First detected: December 27, 2024
Estimated size: 40-90 metres (130-300 feet)
Speed relative to Earth: 29,000 miles per hour (46,800 kmph)
Date of closest pass: December 2, 2032
Probability of impact: 2.3 per cent (one in 43)
Destructive potential: A ‘city killer’ on a scale on the Tunguska asteroid, which detonated with a force equal to 15-30 megatons of TNT.
That is 100 times more power than the nuclear bomb which was dropped on Hiroshima at the end of World War II, which killed between 100,000 and 180,000 people.
Based on these figures, estimates suggest that the impact would flatten residential structures and cause fatalities up to 2 miles (18.9 km) in any direction from the epicentre.
However, these effects would still be ‘local’ on the scale of asteroid impacts and would not cause any catastrophic or extinction-level event.
By comparison, a collision with the 500-metre-wide asteroid Bennu would release enough dust into the atmosphere to trigger an ‘impact winter’ which would drop global temperatures by 4˚C (7.2˚F).
The JWST will make two observations of the asteroid as it passes within visual range of Earth.
The first observation will come in March when the asteroid reaches its peak brightness.
The scientists will then make another observation in May as the asteroid travels out into space, the last chance to see it before it returns in 2028.
By making two separate observations, scientists will be able to see how the asteroid’s temperature has changed due to its time near the sun and further refine their predictions of its orbit.
Scientists currently predict that the probability of 2024 YR4 hitting Earth should collapse towards zero as more data is collected.
Overall, ESA’s team of scientists will use no more than four hours of the JWST’s tightly controlled schedule.

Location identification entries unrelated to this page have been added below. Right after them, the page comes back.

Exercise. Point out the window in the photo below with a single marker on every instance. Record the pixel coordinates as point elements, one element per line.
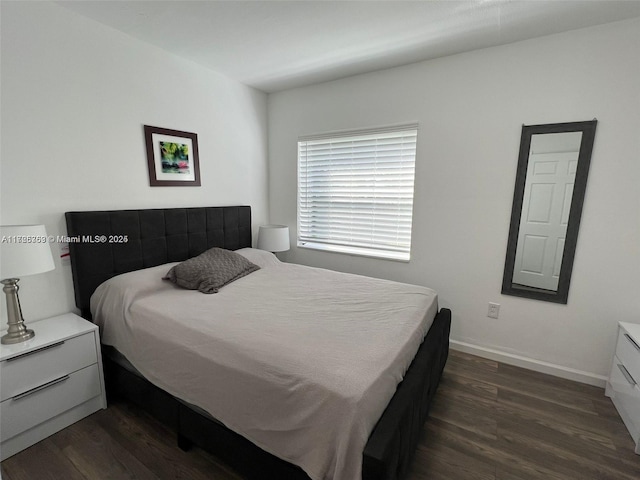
<point>355,191</point>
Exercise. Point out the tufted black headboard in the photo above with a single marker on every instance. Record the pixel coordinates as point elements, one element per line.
<point>107,243</point>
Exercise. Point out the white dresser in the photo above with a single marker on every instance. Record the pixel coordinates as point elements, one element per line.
<point>49,382</point>
<point>622,385</point>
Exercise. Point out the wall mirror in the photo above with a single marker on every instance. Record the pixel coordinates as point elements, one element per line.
<point>551,180</point>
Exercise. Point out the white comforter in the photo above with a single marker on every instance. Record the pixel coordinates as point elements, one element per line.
<point>301,361</point>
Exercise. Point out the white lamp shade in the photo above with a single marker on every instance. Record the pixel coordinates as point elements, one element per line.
<point>24,251</point>
<point>273,238</point>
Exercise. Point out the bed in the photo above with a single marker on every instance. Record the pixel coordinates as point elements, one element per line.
<point>111,243</point>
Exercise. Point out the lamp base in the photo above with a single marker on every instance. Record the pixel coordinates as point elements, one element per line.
<point>17,337</point>
<point>16,332</point>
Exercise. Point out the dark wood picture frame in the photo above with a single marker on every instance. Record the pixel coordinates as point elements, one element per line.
<point>176,176</point>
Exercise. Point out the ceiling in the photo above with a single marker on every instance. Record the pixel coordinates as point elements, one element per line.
<point>277,45</point>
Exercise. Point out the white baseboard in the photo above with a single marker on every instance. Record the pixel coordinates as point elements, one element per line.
<point>531,364</point>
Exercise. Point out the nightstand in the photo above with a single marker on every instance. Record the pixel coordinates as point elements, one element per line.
<point>49,382</point>
<point>622,385</point>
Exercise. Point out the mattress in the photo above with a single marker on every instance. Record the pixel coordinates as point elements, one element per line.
<point>301,361</point>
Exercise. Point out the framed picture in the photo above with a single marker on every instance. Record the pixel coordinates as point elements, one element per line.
<point>172,156</point>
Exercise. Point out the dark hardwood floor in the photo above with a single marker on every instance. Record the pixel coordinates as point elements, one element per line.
<point>489,421</point>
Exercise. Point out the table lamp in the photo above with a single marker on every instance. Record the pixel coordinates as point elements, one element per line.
<point>24,251</point>
<point>273,238</point>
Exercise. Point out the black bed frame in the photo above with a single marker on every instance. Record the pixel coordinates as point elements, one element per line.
<point>108,243</point>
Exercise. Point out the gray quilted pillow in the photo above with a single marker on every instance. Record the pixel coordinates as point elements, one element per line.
<point>210,270</point>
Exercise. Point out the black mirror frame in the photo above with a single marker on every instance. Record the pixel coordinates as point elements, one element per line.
<point>588,130</point>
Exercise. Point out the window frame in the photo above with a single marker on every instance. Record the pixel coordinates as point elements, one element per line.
<point>403,219</point>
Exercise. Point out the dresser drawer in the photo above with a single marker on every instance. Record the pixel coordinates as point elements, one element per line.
<point>23,412</point>
<point>628,352</point>
<point>40,366</point>
<point>625,393</point>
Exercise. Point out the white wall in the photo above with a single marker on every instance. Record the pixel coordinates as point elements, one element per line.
<point>75,97</point>
<point>470,108</point>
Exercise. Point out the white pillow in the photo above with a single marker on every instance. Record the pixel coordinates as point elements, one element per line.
<point>262,258</point>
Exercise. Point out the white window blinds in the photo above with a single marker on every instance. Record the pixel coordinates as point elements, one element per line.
<point>355,191</point>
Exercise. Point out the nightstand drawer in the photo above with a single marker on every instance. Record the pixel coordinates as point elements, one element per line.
<point>33,407</point>
<point>629,353</point>
<point>40,366</point>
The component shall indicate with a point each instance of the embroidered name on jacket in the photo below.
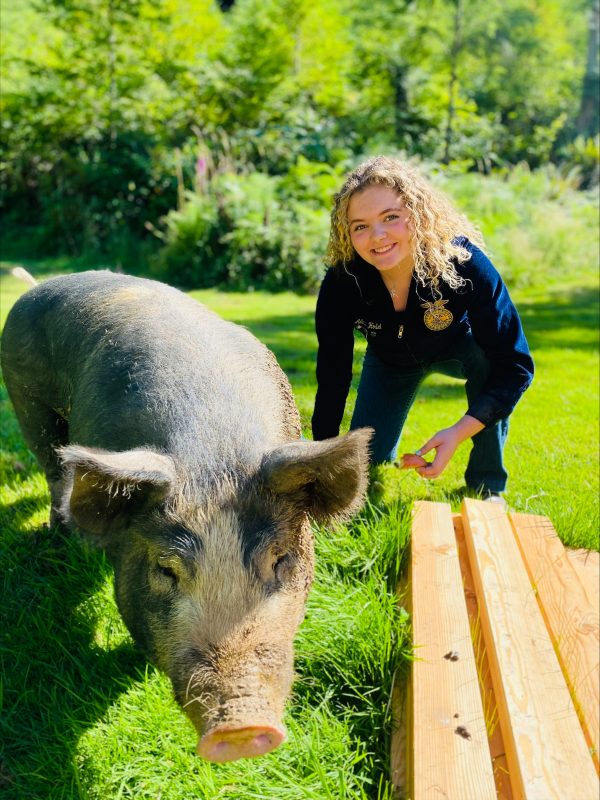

This time has been taken from the ‘director’s discretionary time’, a special budget of hours reserved for time-sensitive operations that cannot wait for the normal proposal process.
ESA adds that any data gathered about 2024 YR4 will be made publicly available.
WHAT COULD WE DO TO STOP AN ASTEROID COLLIDING WITH EARTH?
Currently, NASA would not be able to deflect an asteroid if it were heading for Earth but it could mitigate the impact and take measures that would protect lives and property.
This would include evacuating the impact area and moving key infrastructure.
Finding out about the orbit trajectory, size, shape, mass, composition and rotational dynamics would help experts determine the severity of a potential impact.
However, the key to mitigating damage is to find any potential threat as early as possible.
NASA and the European Space Agency completed a test which slammed a refrigerator-sized spacecraft into the asteroid Dimorphos.
The test is to see whether small satellites are capable of preventing asteroids from colliding with Earth.
The Double Asteroid Redirection Test (DART) used what is known as a kinetic impactor technique—striking the asteroid to shift its orbit.
The impact could change the speed of a threatening asteroid by a small fraction of its total velocity, but by doing so well before the predicted impact, this small nudge will add up over time to a big shift of the asteroid’s path away from Earth.
This was the first-ever mission to demonstrate an asteroid deflection technique for planetary defence.
The results of the trial are expected to be confirmed by the Hera mission in December 2026.